I’m Kimberly Trathen and I live in Thomas, WV.

Net neutrality, the principle that Internet service providers (ISPs) treat all data that travels over their networks equally, is important to me because without it ISPs could have too much power to determine my Internet experience by providing better access to some services but not others.

A pay-­to-play Internet worries me because new, innovative services that can’t afford expensive fees for better service will be less likely to succeed.

The Internet is vital to my business (backstitched design) as a small-scale leather craftswoman. Small online market places—like Etsy—are absolutely essential to selling my handmade products and reaching a wider audience. 

Etsy is set up to encourage and promote handmade and small-scale creative paths and businesses. They make it extremely affordable for a small-scale creative business to get started and grow by charging a nominal fee of $0.20 to list an item and 3.5% of every sale. This is much lower than other e-commerce platforms. They use this money to create a site that is both visually appealing and very easy to use for both the seller and the buyer. One way in which they do this is through the visual representations of our art and products. The photographs of my products, AND THE SPEED IN WHICH THEY LOAD, are the backbone of selling my work, and sustaining my business. If a consumer were to click on my Etsy shop and perceive delays in images loading or videos buffering, they would most likely click away to another site, and I would lose that sale.

Since Etsy is a low margin business they wouldn’t be able to pay for priority access to ensure their site loaded as quickly as rival sites if the FCC’s proposed rules went into effect. 
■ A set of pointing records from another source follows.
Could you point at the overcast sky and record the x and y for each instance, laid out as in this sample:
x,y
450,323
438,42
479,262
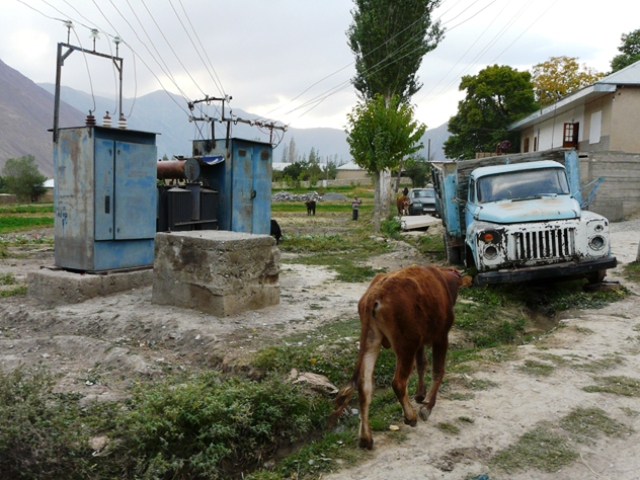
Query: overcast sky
x,y
288,60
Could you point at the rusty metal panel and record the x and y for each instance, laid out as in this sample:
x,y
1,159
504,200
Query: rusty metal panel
x,y
74,199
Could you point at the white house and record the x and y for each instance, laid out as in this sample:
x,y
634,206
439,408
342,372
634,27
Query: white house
x,y
599,118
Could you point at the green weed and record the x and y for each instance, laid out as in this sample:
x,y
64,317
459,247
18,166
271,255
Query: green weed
x,y
536,368
625,386
584,423
541,448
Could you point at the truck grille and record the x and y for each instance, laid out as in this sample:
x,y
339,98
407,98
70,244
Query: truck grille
x,y
545,244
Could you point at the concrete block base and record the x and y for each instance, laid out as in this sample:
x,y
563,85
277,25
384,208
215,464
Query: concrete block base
x,y
217,272
60,287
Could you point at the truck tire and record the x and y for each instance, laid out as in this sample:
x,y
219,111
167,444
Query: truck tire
x,y
454,256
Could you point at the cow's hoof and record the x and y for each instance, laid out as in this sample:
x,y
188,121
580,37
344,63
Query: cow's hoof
x,y
424,414
366,443
411,423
This is so wrong! Etsy is helping millions of people, like me, realize their dream of running a small independent creative business, and this ruling would not make their affordable platform possible anymore. It would kill thousands of creative business ventures (in which 88% are woman-run, and who together sold over $1.35 billion worth of goods last year) by increasing the cost of the Internet, something which was created by us for us. Please do not let this happen. It would be an ugly start to the decline of small independent online American businesses.